Skip to content

Multitable Anonymization

This section demonstrates how to use the Anonymization for Databases module in ydata-sdk.

Don't forget to set up your license key

    import os

    os.environ['YDATA_LICENSE_KEY'] = '{add-your-key}'

Example Code

from ydata.metadata.multimetadata import MultiMetadata
from ydata.preprocessors.methods.anonymization import AnonymizerType
from ydata.synthesizers.multitable.model import MultiTableSynthesizer

if __name__ == "__main__":
    from ydata.connectors.storages.rdbms_connector import MySQLConnector

    DB_TYPE = 'mysql'
    DB_PYTHON_LIBRARY = 'pymysql'
    USERNAME = 'username'
    PASSWORD = 'password'
    HOSTNAME = 'hostname'
    PORT = '3306'
    DATABASE_NAME = 'database_name'
    URI_STRUCTURE = f"{DB_TYPE}+{DB_PYTHON_LIBRARY}://{USERNAME}:{PASSWORD}@{HOSTNAME}:{PORT}/{DATABASE_NAME}"

    conn_str = {
        "hostname": HOSTNAME,
        "username": USERNAME,
        "password": PASSWORD,
        "port": PORT,
        "database": DATABASE_NAME
    }
    conn = MySQLConnector(conn_string=conn_str)
    schema = conn.get_database_schema()
    dataset = conn.read_database()

    dataset['trans'].astype(column="date", vartype="datetime", format="%y%m%d")
    dataset['account'].astype(column="date", vartype="datetime", format="%y%m%d")
    dataset['loan'].astype(column="date", vartype="datetime", format="%y%m%d")

    dataset_attrs = {
        'trans': {
            'sortbykey': 'date'
        }
    }

    dataset_type = {
        'trans': 'timeseries'
    }

    m = MultiMetadata(dataset, dataset_attrs=dataset_attrs, dataset_type=dataset_type)

    """
    The anonymizer for MultiDataset supports the same configuration as for a Dataset.
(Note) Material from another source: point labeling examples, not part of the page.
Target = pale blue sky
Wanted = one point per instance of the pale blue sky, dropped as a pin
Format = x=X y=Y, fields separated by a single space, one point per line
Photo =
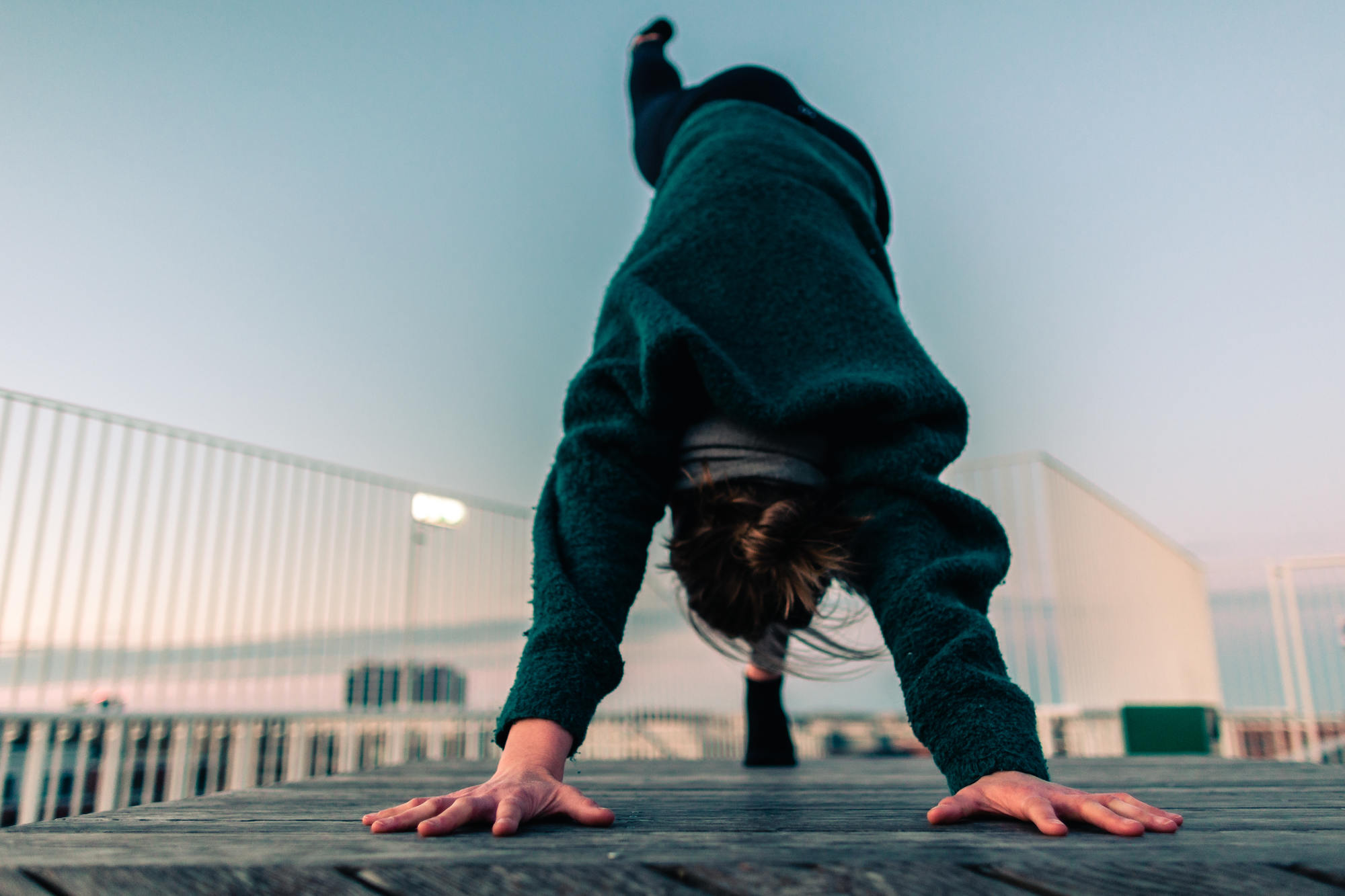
x=380 y=233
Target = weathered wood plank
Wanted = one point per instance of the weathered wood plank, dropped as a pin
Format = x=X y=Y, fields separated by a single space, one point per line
x=863 y=879
x=459 y=879
x=14 y=883
x=676 y=813
x=1179 y=879
x=208 y=880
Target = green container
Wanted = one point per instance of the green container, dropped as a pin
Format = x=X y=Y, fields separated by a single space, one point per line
x=1167 y=729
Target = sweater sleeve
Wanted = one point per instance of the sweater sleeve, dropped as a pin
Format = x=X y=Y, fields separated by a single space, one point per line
x=929 y=560
x=591 y=533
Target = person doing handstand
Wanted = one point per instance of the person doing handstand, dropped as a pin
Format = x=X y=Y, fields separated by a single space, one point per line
x=753 y=372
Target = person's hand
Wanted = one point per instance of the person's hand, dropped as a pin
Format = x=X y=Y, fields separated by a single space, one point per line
x=1043 y=803
x=510 y=798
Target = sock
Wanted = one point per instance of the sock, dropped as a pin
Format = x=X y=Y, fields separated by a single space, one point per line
x=769 y=727
x=661 y=28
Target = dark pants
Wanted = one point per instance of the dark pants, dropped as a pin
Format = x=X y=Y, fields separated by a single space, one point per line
x=660 y=104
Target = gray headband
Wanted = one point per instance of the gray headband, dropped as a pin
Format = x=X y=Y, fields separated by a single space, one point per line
x=728 y=450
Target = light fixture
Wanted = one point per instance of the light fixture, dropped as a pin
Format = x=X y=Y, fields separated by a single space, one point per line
x=435 y=510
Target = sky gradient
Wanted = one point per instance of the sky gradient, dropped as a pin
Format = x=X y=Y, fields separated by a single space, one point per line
x=380 y=233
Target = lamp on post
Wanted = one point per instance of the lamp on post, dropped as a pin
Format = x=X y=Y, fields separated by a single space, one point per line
x=427 y=510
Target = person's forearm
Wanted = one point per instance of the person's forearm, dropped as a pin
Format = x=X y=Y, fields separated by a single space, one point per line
x=539 y=743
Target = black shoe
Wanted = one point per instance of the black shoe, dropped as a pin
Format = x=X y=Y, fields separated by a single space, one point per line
x=662 y=28
x=769 y=728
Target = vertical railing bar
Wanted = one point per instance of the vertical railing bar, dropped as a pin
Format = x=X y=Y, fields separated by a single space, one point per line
x=349 y=620
x=1286 y=674
x=1295 y=623
x=341 y=526
x=313 y=544
x=37 y=556
x=228 y=649
x=414 y=560
x=64 y=546
x=138 y=524
x=201 y=591
x=111 y=563
x=81 y=772
x=85 y=563
x=21 y=489
x=282 y=532
x=245 y=564
x=212 y=651
x=177 y=592
x=5 y=431
x=251 y=628
x=157 y=545
x=299 y=538
x=377 y=573
x=134 y=564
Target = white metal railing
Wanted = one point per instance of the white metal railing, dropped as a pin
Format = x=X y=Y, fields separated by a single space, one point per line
x=1308 y=611
x=166 y=571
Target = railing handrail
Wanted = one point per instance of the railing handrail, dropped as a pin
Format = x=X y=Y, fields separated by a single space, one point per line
x=342 y=471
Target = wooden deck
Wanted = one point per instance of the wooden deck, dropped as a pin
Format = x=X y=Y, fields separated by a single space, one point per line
x=829 y=826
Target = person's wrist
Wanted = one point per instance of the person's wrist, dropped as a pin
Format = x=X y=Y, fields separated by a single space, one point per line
x=537 y=743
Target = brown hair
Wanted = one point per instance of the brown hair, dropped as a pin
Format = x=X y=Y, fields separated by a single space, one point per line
x=751 y=552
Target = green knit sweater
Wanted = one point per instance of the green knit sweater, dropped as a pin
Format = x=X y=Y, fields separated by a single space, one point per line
x=759 y=288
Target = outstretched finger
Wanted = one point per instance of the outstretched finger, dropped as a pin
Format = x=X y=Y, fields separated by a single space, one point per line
x=1043 y=814
x=412 y=817
x=1151 y=819
x=411 y=803
x=462 y=811
x=1096 y=813
x=582 y=809
x=509 y=815
x=952 y=809
x=1148 y=807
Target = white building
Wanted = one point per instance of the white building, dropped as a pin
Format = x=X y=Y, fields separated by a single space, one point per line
x=1100 y=608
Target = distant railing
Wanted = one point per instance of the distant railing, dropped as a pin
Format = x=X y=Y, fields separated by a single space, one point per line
x=159 y=569
x=1308 y=611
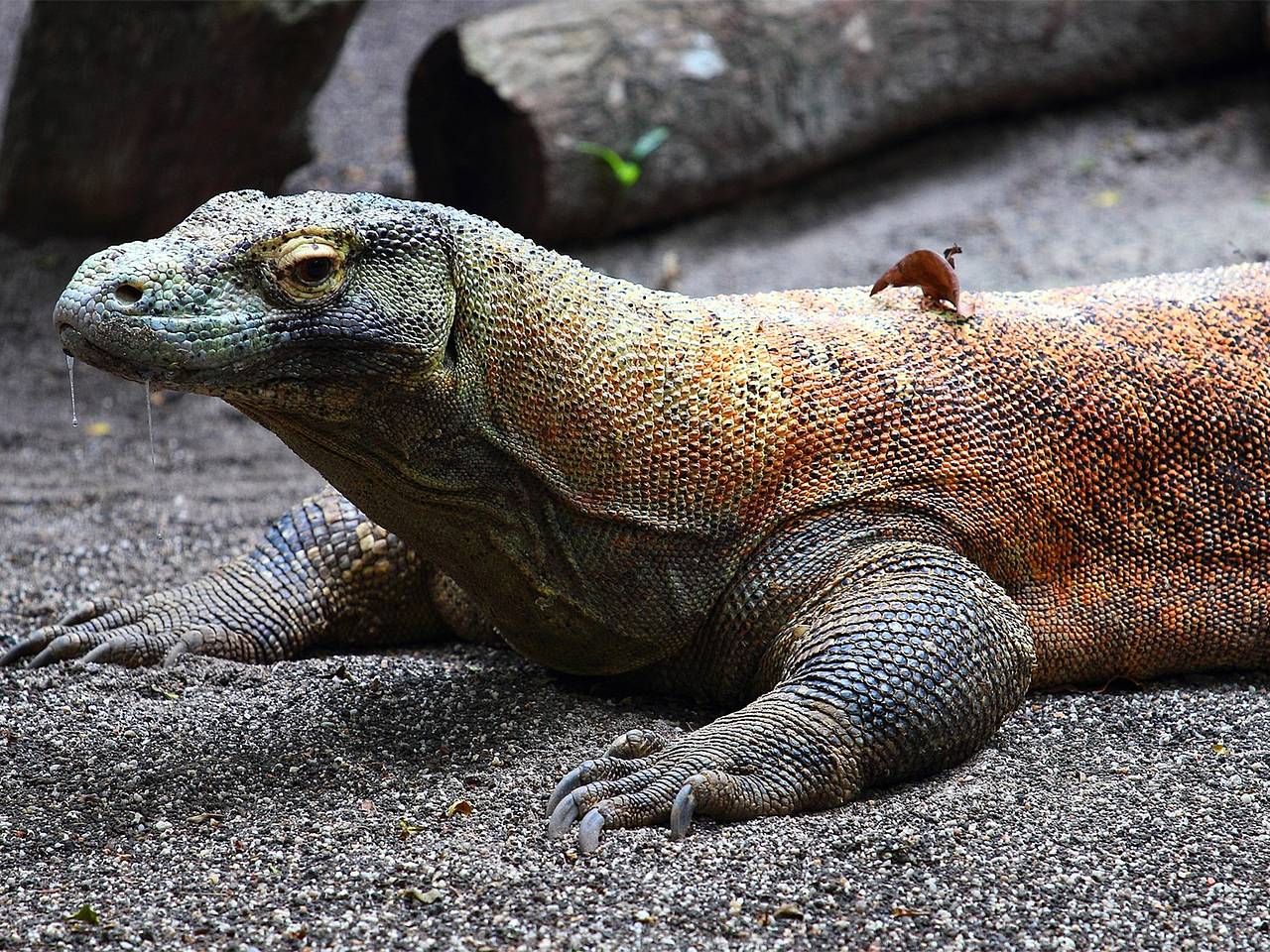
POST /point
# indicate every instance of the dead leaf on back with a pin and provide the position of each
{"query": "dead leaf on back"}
(930, 272)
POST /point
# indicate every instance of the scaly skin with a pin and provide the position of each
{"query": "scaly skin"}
(860, 527)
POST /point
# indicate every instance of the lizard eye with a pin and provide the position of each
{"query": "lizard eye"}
(309, 267)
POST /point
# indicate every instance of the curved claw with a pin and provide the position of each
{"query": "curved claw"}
(588, 832)
(568, 784)
(23, 648)
(681, 812)
(563, 817)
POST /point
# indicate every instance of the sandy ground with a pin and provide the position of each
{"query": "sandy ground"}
(305, 803)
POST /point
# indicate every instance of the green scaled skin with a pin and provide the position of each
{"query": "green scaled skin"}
(861, 530)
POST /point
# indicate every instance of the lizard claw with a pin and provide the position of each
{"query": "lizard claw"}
(681, 811)
(23, 648)
(588, 832)
(568, 784)
(563, 816)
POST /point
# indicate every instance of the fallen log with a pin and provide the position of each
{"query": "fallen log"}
(754, 93)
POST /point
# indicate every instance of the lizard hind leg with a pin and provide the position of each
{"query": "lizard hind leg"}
(905, 665)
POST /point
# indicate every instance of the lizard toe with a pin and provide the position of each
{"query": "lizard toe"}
(636, 744)
(86, 611)
(588, 771)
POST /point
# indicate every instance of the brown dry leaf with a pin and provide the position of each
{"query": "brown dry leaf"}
(926, 271)
(458, 806)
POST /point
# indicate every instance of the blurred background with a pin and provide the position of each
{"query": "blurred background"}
(694, 145)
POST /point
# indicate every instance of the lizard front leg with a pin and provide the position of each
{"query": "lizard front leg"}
(322, 575)
(905, 662)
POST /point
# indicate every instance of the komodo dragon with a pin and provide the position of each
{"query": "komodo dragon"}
(862, 530)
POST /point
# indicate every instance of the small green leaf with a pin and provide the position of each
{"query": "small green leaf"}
(626, 173)
(408, 828)
(649, 143)
(85, 914)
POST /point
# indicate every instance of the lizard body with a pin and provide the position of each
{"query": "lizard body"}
(864, 529)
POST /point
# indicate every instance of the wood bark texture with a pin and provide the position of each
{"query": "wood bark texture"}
(757, 91)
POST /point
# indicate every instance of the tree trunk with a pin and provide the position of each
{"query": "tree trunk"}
(756, 91)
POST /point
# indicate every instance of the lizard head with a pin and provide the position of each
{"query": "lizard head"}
(293, 303)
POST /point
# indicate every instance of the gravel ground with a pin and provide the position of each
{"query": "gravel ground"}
(305, 803)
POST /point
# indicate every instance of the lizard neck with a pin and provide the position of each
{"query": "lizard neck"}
(603, 390)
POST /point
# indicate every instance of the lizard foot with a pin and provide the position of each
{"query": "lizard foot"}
(725, 770)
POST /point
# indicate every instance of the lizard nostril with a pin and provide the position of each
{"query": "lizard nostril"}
(128, 293)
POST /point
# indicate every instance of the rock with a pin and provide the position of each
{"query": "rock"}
(122, 118)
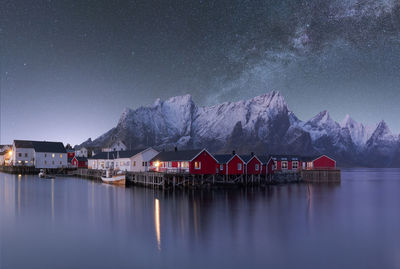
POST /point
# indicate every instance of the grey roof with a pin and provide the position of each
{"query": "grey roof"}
(285, 157)
(264, 158)
(246, 158)
(115, 154)
(180, 155)
(223, 158)
(23, 143)
(309, 158)
(41, 146)
(81, 159)
(54, 147)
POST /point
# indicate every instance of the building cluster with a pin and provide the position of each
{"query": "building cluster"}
(116, 156)
(203, 162)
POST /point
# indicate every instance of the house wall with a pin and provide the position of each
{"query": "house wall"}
(223, 171)
(27, 157)
(251, 167)
(51, 160)
(207, 164)
(233, 166)
(324, 162)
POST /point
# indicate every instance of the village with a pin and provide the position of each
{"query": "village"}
(148, 166)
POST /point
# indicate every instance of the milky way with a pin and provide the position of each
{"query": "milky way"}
(81, 63)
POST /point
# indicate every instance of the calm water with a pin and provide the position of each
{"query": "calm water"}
(77, 223)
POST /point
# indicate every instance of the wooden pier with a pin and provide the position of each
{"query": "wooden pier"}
(185, 180)
(321, 176)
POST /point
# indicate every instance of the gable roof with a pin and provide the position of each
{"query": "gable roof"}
(285, 157)
(225, 158)
(41, 146)
(180, 155)
(23, 143)
(54, 147)
(116, 154)
(80, 159)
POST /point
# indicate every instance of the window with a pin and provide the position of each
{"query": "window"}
(284, 164)
(295, 165)
(197, 165)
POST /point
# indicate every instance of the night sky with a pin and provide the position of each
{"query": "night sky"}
(69, 68)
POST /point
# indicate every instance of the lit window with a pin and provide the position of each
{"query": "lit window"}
(295, 165)
(284, 164)
(197, 165)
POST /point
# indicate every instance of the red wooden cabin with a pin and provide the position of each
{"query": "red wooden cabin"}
(79, 162)
(253, 165)
(320, 162)
(230, 164)
(283, 164)
(199, 162)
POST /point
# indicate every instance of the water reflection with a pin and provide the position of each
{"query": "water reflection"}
(237, 228)
(157, 222)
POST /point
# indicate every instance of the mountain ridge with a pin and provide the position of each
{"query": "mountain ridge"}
(263, 124)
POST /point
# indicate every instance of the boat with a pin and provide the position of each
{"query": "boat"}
(118, 179)
(43, 174)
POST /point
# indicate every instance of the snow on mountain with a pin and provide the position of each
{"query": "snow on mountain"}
(263, 124)
(358, 132)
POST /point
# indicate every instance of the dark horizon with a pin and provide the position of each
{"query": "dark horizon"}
(68, 70)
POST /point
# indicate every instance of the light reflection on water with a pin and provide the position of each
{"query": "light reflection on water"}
(72, 222)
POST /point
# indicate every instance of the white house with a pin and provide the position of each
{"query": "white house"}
(131, 160)
(41, 154)
(50, 155)
(82, 152)
(115, 146)
(23, 153)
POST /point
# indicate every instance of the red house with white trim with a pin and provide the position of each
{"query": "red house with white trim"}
(253, 165)
(322, 162)
(199, 162)
(283, 164)
(80, 162)
(230, 164)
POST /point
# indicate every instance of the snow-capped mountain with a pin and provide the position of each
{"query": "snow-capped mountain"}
(263, 124)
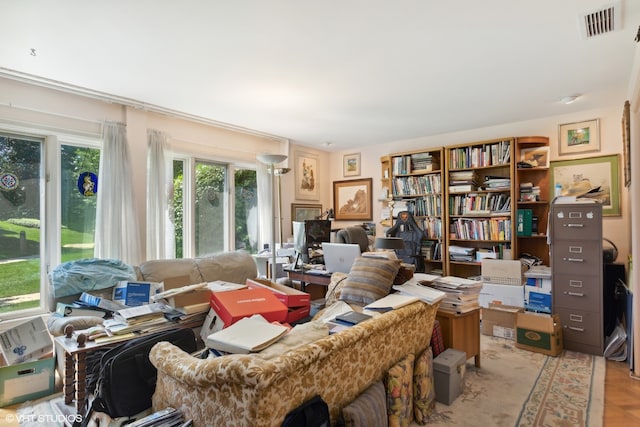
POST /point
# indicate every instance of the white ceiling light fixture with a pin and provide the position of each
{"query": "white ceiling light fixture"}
(569, 99)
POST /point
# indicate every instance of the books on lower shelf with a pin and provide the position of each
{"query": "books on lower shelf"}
(391, 302)
(249, 334)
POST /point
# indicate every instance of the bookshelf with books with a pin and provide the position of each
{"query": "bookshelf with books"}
(533, 197)
(479, 213)
(417, 186)
(386, 219)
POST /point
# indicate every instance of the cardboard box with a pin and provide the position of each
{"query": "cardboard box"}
(26, 342)
(504, 294)
(537, 299)
(297, 313)
(288, 296)
(212, 323)
(232, 306)
(448, 375)
(539, 332)
(27, 381)
(500, 320)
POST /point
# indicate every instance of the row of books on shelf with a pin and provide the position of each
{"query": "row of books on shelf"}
(413, 163)
(432, 228)
(479, 203)
(481, 228)
(430, 205)
(417, 185)
(490, 154)
(431, 250)
(529, 192)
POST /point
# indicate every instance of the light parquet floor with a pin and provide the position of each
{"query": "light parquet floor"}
(621, 400)
(621, 396)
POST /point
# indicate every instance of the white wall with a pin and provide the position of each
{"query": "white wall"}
(615, 228)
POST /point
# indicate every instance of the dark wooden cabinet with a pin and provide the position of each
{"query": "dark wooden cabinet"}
(576, 262)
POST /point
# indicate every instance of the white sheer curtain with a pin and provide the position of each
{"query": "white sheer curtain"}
(160, 230)
(264, 204)
(116, 220)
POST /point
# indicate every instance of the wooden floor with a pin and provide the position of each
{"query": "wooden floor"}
(621, 396)
(621, 399)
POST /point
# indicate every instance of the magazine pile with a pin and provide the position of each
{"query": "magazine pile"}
(460, 295)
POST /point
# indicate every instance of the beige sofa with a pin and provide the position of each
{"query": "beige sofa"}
(248, 390)
(233, 266)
The difference is that the configuration
    is also indexed on the tables. If a columns is a foreign key in another talbe, the anonymizer will automatically anonymize the
    corresponding columns.
    """
    config = {
        'district': {
            'a1': r'[0-9]{4}-[A-Z]{5}',
            'a_label': {
                'cols': ['a2, a3'],
                'type': AnonymizerType.HOSTNAME
            }
        },
        'disp': {
            'account_id': r'[0-9]{4}-[A-Z]{5}'
        },
    }

    """
    It is possible to automatically have the primary keys anonymize globally. The configuration below will anonymize all primary
    keys and their reference everywhere in the MultiDataset.
    """
    config = {
        'anonymize_primary_keys': True,
        'disp': {
            'account_id': {
                "type": "regex",
                "regex": r'[0-9]{4}-[A-Z]{5}'
            }
        },
    }

    """
    Alternatively, it is possible to specify which table should have its primary keys columns anonymized:
    """
    config = {
        'district': {
            'anonymize_primary_keys': True,
        },
        'disp': {
            'account_id': r'[0-9]{4}-[A-Z]{5}'
        },
    }

    synth = MultiTableSynthesizer()
    synth.fit(dataset, m, anonymize=config, reference_table_limit=50_000)